Touch: Try to include different textures and items that encourage your body to relax or feel comforted. Some people find certain textures interesting or comforting, and others need to do something with their hands to calm themselves and so need something they can actively use. Some examples of things to include here for this sense are; tangles, fidget cubes, smooth stones, hand creams, fluffy socks, playdough, bumpy fabrics, stress balls, and foot masks.

Appealing to the senses:

In addition to things that appeal to the senses, it can be helpful to add other things into your self-soothe sensory box. Remember, the aim of this box is to help you when you are feeling low or anxious or need grounding. This means it is helpful to try to include anything you might need in a crisis or when you aren’t feeling good, such as;

  • Safety plan: If you experience thoughts of suicide, you will hopefully have a safety plan that reminds you what to do if the thoughts get more intense.
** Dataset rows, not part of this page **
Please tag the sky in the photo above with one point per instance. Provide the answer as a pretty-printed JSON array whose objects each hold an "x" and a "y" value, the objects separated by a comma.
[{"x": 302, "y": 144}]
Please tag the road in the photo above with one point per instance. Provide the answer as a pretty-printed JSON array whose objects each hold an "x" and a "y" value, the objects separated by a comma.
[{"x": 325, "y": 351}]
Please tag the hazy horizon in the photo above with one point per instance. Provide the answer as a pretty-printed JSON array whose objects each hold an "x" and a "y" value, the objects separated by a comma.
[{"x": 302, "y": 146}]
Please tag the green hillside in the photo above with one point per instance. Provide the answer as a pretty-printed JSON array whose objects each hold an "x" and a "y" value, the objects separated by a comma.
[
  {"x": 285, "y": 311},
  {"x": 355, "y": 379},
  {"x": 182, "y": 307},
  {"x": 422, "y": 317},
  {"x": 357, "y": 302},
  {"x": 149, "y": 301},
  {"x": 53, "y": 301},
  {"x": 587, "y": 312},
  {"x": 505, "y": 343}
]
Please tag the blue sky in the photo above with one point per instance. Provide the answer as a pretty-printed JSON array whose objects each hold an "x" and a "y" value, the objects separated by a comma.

This is a good place to store your safety plan as hopefully items that are on the safety plan are in the box too.
  • Feel-good things: If you have any nice messages from friends/family about yourself, or you do keep things like gratitude journals or note down positive achievements, keeping these in your self-soothe sensory box can give you a little reminder of these things when feeling upset or anxious.
  • Notepad and pen: Sometimes, it can help to write things down to help you to process them or get things off your chest. Having something to hand to do this can be really helpful. You can also draw things in the notepad too, and having things written down can be helpful if you have a therapist or counsellor as you can take some of the notes with you to a session to explain how you were feeling in that moment.
  • Numbers for help: Sometimes, helplines and text services can help when feeling overwhelmed if you need someone to talk to. You can keep a list of ones to try in this box and use them when you need them. If you don’t find one of them helpful, you can cross that one out and try a different one next time.
  • Activities that you find calming: You can put favourite books, games, or anything else you know helps you when feeling overwhelmed. This way, you just need to open your box when feeling this way and you will instantly remind yourself of what you can do to help yourself. This is particularly important as we often don’t remember what to do when overwhelmed. If the activities themselves don’t fit in the box, write out a list of what you can try and stick it on the top of your box.
  • Anything you like: If it is associated with calming, the here-and-now, or happiness, add it in! The same goes if it helps you to feel safe and supported and if it is a reminder of how to help yourself when you are feeling overwhelmed.

Remember, this box is just for you and your needs will change over time. Don’t be afraid to take out things that stop helping and keep looking out for new things to add.